“Yeah, not even my mother,” he says softly. “I didn’t want her feeling pressured.”
I gape at him. “You trust me this much?”
“Guess so.”
The urge to launch myself at him intensifies and I do my best to sidebar the plethora of emotions threatening. “Sure hope it doesn’t suck, or this could backfire badly.”
“Clock’s ticking, Butler, and you have a plane to catch and seventy-seven minutes of music to listen to.”
“Seventy-seven minutes. Is there a significance to that?”
“You tell me.” He gently pulls the tie securing the pile of curls on top of my head, teasingly ruffling them loose before placing the headphones on my ears.
“Why the headphones?”
“Because I’ve heard it far too many times, and I don’t want to concentrate on the music.”
“Perfectionist?” I ask.
“You have no idea,” he says, his expression tightening.
“I have some idea.”
“You going to shut up anytime soon?”
“Sorry, I’m excited,” I clap giddily. “You don’t really intend on watching me, do you?”
“Since I’ve been waiting seven long years, yeah, I absolutely fucking do.”
“Geesh, no pressure,” I spout nervously. “If I’m this nervous, I can’t imagine what you’re feeling.”
“Comfortable?” He asks, dodging my question.
“Yeah,” I say, bobbing my head with emphasis.
“Close your eyes,” he whispers. Immediately, I flutter them closed, thankful for the reprieve of being so close to him and unable to touch. It’s a special kind of hell.
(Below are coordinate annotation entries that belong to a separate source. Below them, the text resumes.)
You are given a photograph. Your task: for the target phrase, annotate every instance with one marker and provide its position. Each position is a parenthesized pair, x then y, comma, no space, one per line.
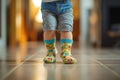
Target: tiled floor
(25,63)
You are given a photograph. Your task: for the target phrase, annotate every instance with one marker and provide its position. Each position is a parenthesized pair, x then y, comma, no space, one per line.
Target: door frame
(3,23)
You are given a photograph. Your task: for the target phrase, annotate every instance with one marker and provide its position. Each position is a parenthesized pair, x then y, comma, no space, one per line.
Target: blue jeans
(57,7)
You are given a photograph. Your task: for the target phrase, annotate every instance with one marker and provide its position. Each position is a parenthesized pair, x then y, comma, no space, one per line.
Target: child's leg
(49,28)
(66,45)
(49,40)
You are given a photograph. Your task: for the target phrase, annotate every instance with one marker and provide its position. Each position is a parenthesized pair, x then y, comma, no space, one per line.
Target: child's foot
(66,54)
(50,58)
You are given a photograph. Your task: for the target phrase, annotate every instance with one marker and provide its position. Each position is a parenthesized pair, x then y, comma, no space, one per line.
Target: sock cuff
(66,40)
(50,41)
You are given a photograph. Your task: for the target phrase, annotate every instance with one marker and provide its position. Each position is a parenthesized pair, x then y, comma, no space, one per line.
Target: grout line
(115,73)
(12,70)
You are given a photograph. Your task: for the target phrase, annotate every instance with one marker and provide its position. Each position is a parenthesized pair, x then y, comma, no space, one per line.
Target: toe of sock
(49,59)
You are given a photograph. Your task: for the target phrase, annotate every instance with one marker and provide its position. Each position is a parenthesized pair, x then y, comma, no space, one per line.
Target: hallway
(25,63)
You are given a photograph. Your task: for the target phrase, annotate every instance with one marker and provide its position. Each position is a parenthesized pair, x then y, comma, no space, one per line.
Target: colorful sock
(51,51)
(66,51)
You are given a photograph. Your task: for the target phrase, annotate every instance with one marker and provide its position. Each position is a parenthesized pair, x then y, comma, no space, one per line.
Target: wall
(85,6)
(3,24)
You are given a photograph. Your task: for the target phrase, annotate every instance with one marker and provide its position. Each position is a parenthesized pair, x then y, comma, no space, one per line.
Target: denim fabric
(57,7)
(61,22)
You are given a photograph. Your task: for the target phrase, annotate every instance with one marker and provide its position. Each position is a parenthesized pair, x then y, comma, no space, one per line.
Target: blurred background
(96,23)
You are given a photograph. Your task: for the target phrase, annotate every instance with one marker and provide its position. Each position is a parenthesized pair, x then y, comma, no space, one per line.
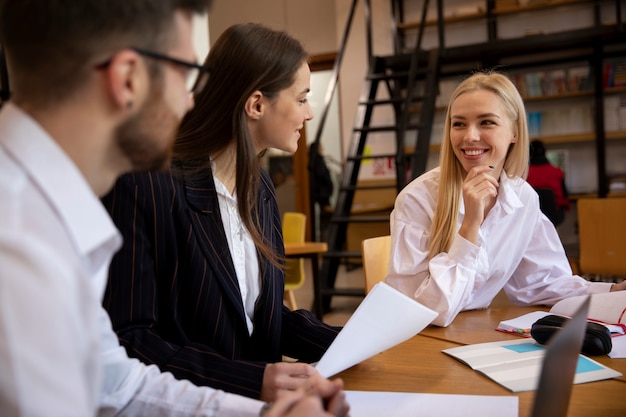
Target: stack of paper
(516,364)
(404,404)
(608,309)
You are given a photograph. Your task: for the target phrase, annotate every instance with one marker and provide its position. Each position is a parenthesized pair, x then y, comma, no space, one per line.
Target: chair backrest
(602,235)
(376,253)
(547,203)
(294,231)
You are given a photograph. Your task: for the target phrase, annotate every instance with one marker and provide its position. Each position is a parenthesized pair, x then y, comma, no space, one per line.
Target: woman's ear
(255,105)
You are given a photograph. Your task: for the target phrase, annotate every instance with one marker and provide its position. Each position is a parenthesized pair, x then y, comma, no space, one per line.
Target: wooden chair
(376,254)
(602,236)
(294,230)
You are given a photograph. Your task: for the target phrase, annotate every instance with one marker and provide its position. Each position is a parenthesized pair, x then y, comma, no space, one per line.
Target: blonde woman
(472,226)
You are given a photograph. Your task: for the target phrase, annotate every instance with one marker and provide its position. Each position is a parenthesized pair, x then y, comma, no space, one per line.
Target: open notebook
(551,398)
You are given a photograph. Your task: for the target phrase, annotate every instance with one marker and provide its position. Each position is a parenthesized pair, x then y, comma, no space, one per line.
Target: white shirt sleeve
(133,389)
(33,332)
(518,250)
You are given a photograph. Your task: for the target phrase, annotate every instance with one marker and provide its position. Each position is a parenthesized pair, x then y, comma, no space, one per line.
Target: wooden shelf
(615,90)
(451,19)
(512,6)
(562,96)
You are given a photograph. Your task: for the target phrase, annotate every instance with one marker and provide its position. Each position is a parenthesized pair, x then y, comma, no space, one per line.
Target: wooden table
(310,250)
(419,365)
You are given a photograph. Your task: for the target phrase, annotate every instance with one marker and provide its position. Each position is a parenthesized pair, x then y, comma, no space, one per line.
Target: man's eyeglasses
(197,75)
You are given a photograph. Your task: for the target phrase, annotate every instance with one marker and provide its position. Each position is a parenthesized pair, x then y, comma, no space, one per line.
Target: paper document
(516,364)
(608,309)
(385,318)
(402,404)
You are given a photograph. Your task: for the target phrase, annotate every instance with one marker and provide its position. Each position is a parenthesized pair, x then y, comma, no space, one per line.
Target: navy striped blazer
(173,295)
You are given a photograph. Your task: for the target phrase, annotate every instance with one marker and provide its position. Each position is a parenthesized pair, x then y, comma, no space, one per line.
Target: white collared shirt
(58,353)
(242,250)
(518,249)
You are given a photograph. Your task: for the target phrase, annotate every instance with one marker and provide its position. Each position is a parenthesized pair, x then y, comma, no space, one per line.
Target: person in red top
(543,175)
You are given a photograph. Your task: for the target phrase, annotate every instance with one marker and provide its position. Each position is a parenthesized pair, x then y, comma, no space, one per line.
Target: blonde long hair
(446,217)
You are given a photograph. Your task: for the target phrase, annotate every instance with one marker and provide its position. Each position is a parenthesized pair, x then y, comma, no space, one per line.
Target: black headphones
(597,337)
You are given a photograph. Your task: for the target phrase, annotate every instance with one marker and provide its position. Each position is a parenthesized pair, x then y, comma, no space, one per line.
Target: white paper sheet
(516,364)
(385,318)
(401,404)
(608,307)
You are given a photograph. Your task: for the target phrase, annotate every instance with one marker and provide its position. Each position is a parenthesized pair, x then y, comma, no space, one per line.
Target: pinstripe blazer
(173,294)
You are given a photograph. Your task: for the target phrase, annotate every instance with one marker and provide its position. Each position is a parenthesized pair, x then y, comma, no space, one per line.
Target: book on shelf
(614,74)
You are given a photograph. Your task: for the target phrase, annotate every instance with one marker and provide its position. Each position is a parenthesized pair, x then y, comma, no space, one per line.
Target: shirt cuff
(237,405)
(598,287)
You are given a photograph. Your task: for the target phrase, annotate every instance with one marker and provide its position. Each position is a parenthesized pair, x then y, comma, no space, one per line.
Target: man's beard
(147,138)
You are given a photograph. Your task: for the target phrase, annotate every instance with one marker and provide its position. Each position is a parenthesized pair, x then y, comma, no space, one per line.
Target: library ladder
(411,81)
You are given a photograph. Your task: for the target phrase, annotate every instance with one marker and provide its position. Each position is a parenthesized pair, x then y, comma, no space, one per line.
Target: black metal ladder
(411,81)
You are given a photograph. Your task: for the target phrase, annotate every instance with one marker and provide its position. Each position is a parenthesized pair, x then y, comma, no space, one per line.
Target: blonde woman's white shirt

All words fall away as the intro—an atmospheric sort of melody—surrounds me before notes begin pouring through the headphones.
I can feel Easton’s gaze as he keeps the seat opposite me, our knees touching, his earthy scent surrounding me as his velvet voice sounds with the first lyrics. In seconds, I’m transported from the dimly lit room we’re sitting in into his universe. Heavy drums kick as he sings between searing guitar riffs, my lips parting at the heaviness of the song’s message.
The introduction song comes to a close, the last of the lyrics lingering as I melt further into the chair, mind blown, keeping my eyes closed. When the next song begins to play, my eyes bulge open in response, and I see Easton’s expectant smile in place due to the drastic difference in sound from the first song to the second. Both are different in feel, yet just as phenomenal.
My eyes flutter closed as he sings of mistrust. When it ends, I open my eyes briefly, and his lips part as he conveys something unintelligible, but I purposefully refuse to lift my headphones in fear of missing a single note. By the third song, I’m completely in orbit, unable to give him a second of my attention as I’m swept further and further into the journey he’s so effortlessly taking me on. There’s a theme mixed in the brilliance, but even as I try to mentally take notes, I’m unable to formulate a single coherent thought.
I feel it all, goosebumps erupting over my skin over and over as I’m continually seduced, brought up to immeasurable highs only to be swept into sorrow. I lose time, fully absorbed, emotions warring as the music continues to play with only a few short seconds of reprieve between songs—which isn’t nearly enough time to recover.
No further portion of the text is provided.